Miwako abbassò lo sguardo e ancora una volta, quella notte, sentì il cuore piroettarle nel petto.

 

Il viso di Wataru era mezzo sprofondato nel cuscino, i capelli sparpagliati gli coprivano come sempre la fronte, ma gli occhi erano così diversi da quelli dell'uomo che conosceva. Takagi sembrava triste, malinconico, e nonostante ciò attorno a lui aleggiava ancora quell'aura stranamente seducente, che così poco lo caratterizzava.

 

Sato fece un lieve sorriso mentre si chinava al suo fianco e gli poggió le labbra sulla fronte, in un dolce e carezzevole bacio della buona notte.

 

"Devo andare a casa, Wataru, o mia madre si preoccuperà."

 

Replicò lei in tono accondiscendente, come se stesse spiegando qualcosa di molto complesso a un bambino di tre anni... A un dolce bambino di tre anni.

 

Wataru si rattristò ancora di più e cercò di rafforzare, anche se solo debolmente, la presa sul suo braccio.

 

"T-ti prego... Non andare..."

 

Le sussurrò mentre le sue palpebre si facevano pesanti e iniziavano ad abbassarsi sui suoi occhi, contro la sua volontà.

 

Miwako non poté fare a meno di continuare a sorridere: quanto lo adorava, così dolce, tenero, vulnerabile. Sospirò e, sciogliendosi senza difficoltà dalla sua presa, iniziò ad accarezzarlo amorevolmente.

 

"Tranquillo, resto qui finché non ti addormenti, ok?"

 

Il suo ragazzo si limitò a mugugnare qualcosa di incomprensibile, mentre il sonno iniziava a prendere il sopravvento su di lui, cullato dalla dolce fragranza che la donna di fianco a lui emanava e dalle sue teneri carezze.

 

Miwako restò lì, a guardarlo, anche dopo che il suo respiro si era fatto regolare e i lineamenti meno tesi, continuò a osservare ogni suo minimo dettaglio e movimento, sempre con quella sua mano intrecciata ai suoi capelli color caffè.

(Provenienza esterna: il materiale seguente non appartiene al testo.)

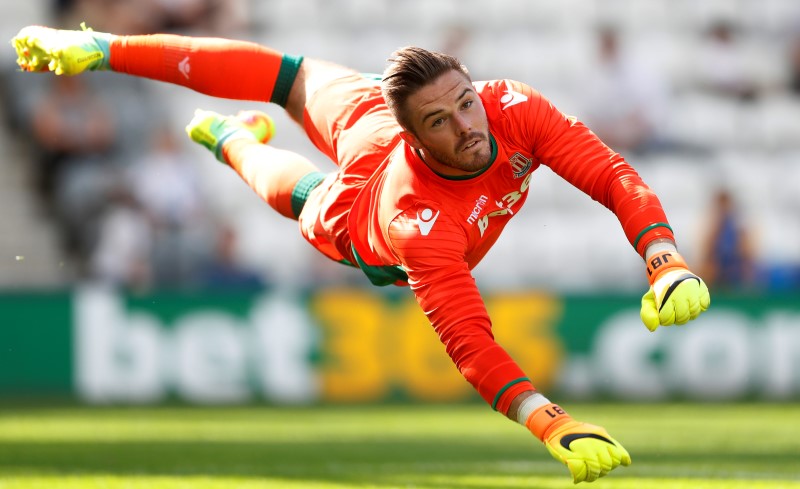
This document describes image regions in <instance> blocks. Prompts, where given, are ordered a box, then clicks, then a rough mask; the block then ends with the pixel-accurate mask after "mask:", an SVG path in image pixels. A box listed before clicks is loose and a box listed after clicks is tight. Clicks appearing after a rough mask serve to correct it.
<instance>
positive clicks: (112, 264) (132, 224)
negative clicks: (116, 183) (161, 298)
mask: <svg viewBox="0 0 800 489" xmlns="http://www.w3.org/2000/svg"><path fill="white" fill-rule="evenodd" d="M151 246H152V233H151V228H150V224H149V222H148V220H147V217H146V216H145V214H144V212H143V211H142V208H141V207H140V206H139V203H138V202H137V201H136V199H135V198H134V197H133V196H132V195H131V194H130V192H128V191H127V189H125V188H124V187H117V188H116V190H115V192H113V193H112V194H111V200H110V202H109V205H108V207H107V208H106V209H105V212H104V213H103V215H102V216H101V218H100V224H99V230H98V233H97V240H96V245H95V248H94V250H93V253H92V256H91V265H90V275H91V277H92V278H94V279H97V280H100V281H102V282H104V283H108V284H111V285H114V286H117V287H124V288H127V289H132V290H142V289H147V288H149V287H150V286H151V284H152V275H153V273H152V266H151V262H150V254H151Z"/></svg>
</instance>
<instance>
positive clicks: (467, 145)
mask: <svg viewBox="0 0 800 489" xmlns="http://www.w3.org/2000/svg"><path fill="white" fill-rule="evenodd" d="M482 142H483V138H480V137H478V138H473V139H470V140H469V141H467V142H466V143H465V144H463V145H461V152H464V151H469V150H471V149H475V148H477V147H478V145H479V144H480V143H482Z"/></svg>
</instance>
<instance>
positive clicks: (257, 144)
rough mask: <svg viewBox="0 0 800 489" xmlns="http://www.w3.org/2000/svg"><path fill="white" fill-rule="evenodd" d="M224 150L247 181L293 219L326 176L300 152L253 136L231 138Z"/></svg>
mask: <svg viewBox="0 0 800 489" xmlns="http://www.w3.org/2000/svg"><path fill="white" fill-rule="evenodd" d="M222 152H223V154H224V157H225V161H227V162H229V164H230V166H231V168H233V169H234V170H236V173H238V174H239V175H240V176H241V177H242V179H243V180H244V181H245V182H247V185H249V186H250V188H252V189H253V190H255V192H256V193H257V194H258V195H259V196H260V197H261V198H262V199H264V200H265V201H266V202H267V204H269V205H270V207H272V208H273V209H275V210H276V211H278V213H279V214H281V215H282V216H284V217H288V218H289V219H295V220H296V219H297V218H298V216H299V215H300V211H302V210H303V205H304V204H305V199H307V198H308V194H309V193H310V192H311V190H313V189H314V188H315V187H316V186H317V185H319V183H320V182H321V181H322V180H323V179H324V178H325V174H323V173H321V172H320V171H319V169H318V168H317V167H316V166H314V164H313V163H311V162H310V161H308V160H307V159H306V158H304V157H302V156H300V155H299V154H297V153H294V152H292V151H287V150H283V149H278V148H273V147H272V146H266V145H264V144H260V143H258V142H256V141H253V140H249V139H236V140H233V141H230V142H229V143H226V144H224V145H223V147H222Z"/></svg>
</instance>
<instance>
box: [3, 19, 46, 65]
mask: <svg viewBox="0 0 800 489" xmlns="http://www.w3.org/2000/svg"><path fill="white" fill-rule="evenodd" d="M41 29H44V28H40V27H36V26H28V27H24V28H23V29H22V30H20V31H19V33H18V34H17V35H16V36H14V38H13V39H12V40H11V44H12V46H14V50H15V51H16V52H17V64H18V65H19V67H20V68H22V69H23V70H25V71H42V70H47V69H48V65H49V64H50V61H51V58H50V55H49V54H48V52H47V50H46V49H45V48H43V47H42V45H41V44H42V42H41V40H40V39H39V36H38V34H37V32H38V31H39V30H41Z"/></svg>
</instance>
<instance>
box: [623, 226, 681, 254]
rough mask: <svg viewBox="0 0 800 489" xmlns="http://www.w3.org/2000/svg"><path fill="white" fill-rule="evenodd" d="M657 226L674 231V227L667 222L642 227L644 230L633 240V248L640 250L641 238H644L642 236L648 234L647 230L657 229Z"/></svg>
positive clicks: (638, 234) (648, 230) (658, 227)
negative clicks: (667, 222) (666, 222)
mask: <svg viewBox="0 0 800 489" xmlns="http://www.w3.org/2000/svg"><path fill="white" fill-rule="evenodd" d="M655 228H667V229H669V230H670V232H673V231H672V228H671V227H670V225H669V224H667V223H665V222H657V223H655V224H651V225H649V226H647V227H646V228H644V229H642V231H641V232H640V233H639V234H638V235H636V239H634V240H633V249H634V250H638V249H639V240H640V239H642V236H644V235H645V234H647V232H648V231H650V230H651V229H655Z"/></svg>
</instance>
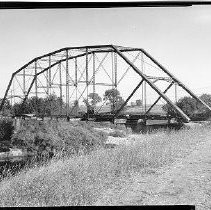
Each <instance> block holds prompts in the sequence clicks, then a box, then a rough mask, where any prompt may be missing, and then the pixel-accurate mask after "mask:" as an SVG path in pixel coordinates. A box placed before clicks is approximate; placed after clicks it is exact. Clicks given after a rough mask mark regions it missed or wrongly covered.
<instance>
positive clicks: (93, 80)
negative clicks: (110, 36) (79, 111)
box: [92, 53, 96, 113]
mask: <svg viewBox="0 0 211 210" xmlns="http://www.w3.org/2000/svg"><path fill="white" fill-rule="evenodd" d="M92 77H93V97H94V98H93V101H94V103H93V104H94V107H93V108H94V113H95V110H96V107H95V105H96V101H95V53H93V76H92Z"/></svg>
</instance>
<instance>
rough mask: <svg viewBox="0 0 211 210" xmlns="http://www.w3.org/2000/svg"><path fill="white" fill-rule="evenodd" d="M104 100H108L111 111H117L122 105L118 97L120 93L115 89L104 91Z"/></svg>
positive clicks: (120, 101) (118, 91)
mask: <svg viewBox="0 0 211 210" xmlns="http://www.w3.org/2000/svg"><path fill="white" fill-rule="evenodd" d="M104 100H109V101H110V103H111V107H112V110H117V109H119V108H120V106H121V105H122V104H123V103H124V99H123V98H122V96H120V92H119V91H118V90H117V89H115V88H112V89H109V90H106V91H105V94H104Z"/></svg>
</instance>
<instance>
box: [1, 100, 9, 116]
mask: <svg viewBox="0 0 211 210" xmlns="http://www.w3.org/2000/svg"><path fill="white" fill-rule="evenodd" d="M2 101H3V99H0V105H1V103H2ZM11 108H12V106H11V104H10V101H9V100H8V99H6V100H5V101H4V105H3V107H2V110H1V111H2V113H4V114H10V113H11Z"/></svg>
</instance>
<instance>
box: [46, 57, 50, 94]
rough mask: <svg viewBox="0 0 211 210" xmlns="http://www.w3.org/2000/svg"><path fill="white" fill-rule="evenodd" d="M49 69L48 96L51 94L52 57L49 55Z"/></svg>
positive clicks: (47, 76) (48, 71)
mask: <svg viewBox="0 0 211 210" xmlns="http://www.w3.org/2000/svg"><path fill="white" fill-rule="evenodd" d="M48 62H49V64H48V66H49V69H48V70H47V93H48V96H49V95H50V94H51V56H50V55H49V61H48Z"/></svg>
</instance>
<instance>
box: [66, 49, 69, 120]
mask: <svg viewBox="0 0 211 210" xmlns="http://www.w3.org/2000/svg"><path fill="white" fill-rule="evenodd" d="M68 68H69V66H68V50H66V116H67V117H68V113H69V69H68Z"/></svg>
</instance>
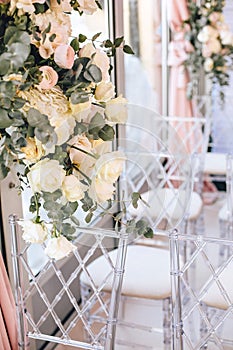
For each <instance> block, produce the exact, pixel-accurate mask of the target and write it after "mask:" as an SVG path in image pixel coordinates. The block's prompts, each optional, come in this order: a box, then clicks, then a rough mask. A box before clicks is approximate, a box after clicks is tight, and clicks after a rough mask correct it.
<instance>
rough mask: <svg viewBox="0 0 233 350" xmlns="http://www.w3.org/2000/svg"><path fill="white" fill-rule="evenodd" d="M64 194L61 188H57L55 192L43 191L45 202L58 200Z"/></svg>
mask: <svg viewBox="0 0 233 350" xmlns="http://www.w3.org/2000/svg"><path fill="white" fill-rule="evenodd" d="M61 196H62V191H61V190H56V191H54V192H52V193H51V192H43V199H44V201H45V202H48V201H54V202H56V200H58V199H59V198H60V197H61Z"/></svg>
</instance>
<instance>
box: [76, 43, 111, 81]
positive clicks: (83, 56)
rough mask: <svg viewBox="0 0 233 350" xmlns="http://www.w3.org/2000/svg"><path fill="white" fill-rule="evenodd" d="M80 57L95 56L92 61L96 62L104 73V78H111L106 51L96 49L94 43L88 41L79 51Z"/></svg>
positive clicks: (106, 80) (96, 65)
mask: <svg viewBox="0 0 233 350" xmlns="http://www.w3.org/2000/svg"><path fill="white" fill-rule="evenodd" d="M79 57H89V58H93V60H92V62H93V64H95V65H96V66H97V67H99V69H100V70H101V73H102V80H103V81H108V80H109V73H108V71H109V67H110V64H109V58H108V56H107V55H106V53H105V52H103V51H101V50H100V49H96V48H95V47H94V46H93V44H92V43H88V44H86V45H84V46H83V47H82V49H81V50H80V51H79Z"/></svg>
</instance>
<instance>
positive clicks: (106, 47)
mask: <svg viewBox="0 0 233 350" xmlns="http://www.w3.org/2000/svg"><path fill="white" fill-rule="evenodd" d="M112 46H113V43H112V42H111V40H109V39H107V40H105V42H104V47H106V48H110V47H112Z"/></svg>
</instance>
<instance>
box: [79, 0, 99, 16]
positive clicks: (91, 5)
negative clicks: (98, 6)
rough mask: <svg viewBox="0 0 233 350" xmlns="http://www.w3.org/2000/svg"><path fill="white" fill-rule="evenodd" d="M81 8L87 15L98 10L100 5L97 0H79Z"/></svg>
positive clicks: (79, 9)
mask: <svg viewBox="0 0 233 350" xmlns="http://www.w3.org/2000/svg"><path fill="white" fill-rule="evenodd" d="M78 4H79V7H78V8H79V10H80V11H83V12H84V13H86V14H87V15H92V14H93V13H94V12H96V11H97V10H98V6H97V4H96V2H95V0H79V1H78Z"/></svg>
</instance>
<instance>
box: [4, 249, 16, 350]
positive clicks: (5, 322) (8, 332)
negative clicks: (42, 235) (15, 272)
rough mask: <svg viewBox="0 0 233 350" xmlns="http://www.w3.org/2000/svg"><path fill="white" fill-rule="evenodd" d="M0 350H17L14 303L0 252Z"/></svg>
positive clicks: (14, 303) (8, 282)
mask: <svg viewBox="0 0 233 350" xmlns="http://www.w3.org/2000/svg"><path fill="white" fill-rule="evenodd" d="M0 349H2V350H17V349H18V340H17V327H16V311H15V301H14V298H13V294H12V290H11V286H10V282H9V279H8V275H7V272H6V268H5V265H4V261H3V258H2V255H1V252H0Z"/></svg>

Ci vollero un paio di minuti perché realizzasse a pieno ciò che stava facendo, rompendo l'incantesimo.

 

"Ahh ma cosa mi è preso, ora?"

 

Replicò alzandosi, lieta che l'oscurità nascondesse la lieve tinta rosata di cui si era colorato il suo viso. Si passò una mano tra i capelli, come per scacciare ogni distrazione, pronta finalmente ad andare a casa, dove ormai sua madre si era addormentata dopo averla aspettata invano per ore.

 

Stava per chiudere la porta della camera di Takagi alle sue spalle, quando l'occhio le cadde nuovamente sul suo bell'addormentato. Restò un attimo a fissarlo, con espressione indecifrabile. Poi fece una smorfia di arresa e un sospiro di esasperazione.

 

"Oh, al diavolo!"

 

Replicò ritornando nella stanza, togliendosi la maggior parte dei vestiti scomodi, come l'abito che aveva indossato per la festa, e, dopo essere rimasta solo in canottiera e intimo, si accoccolò sotto le coperte, di fianco al suo Wataru.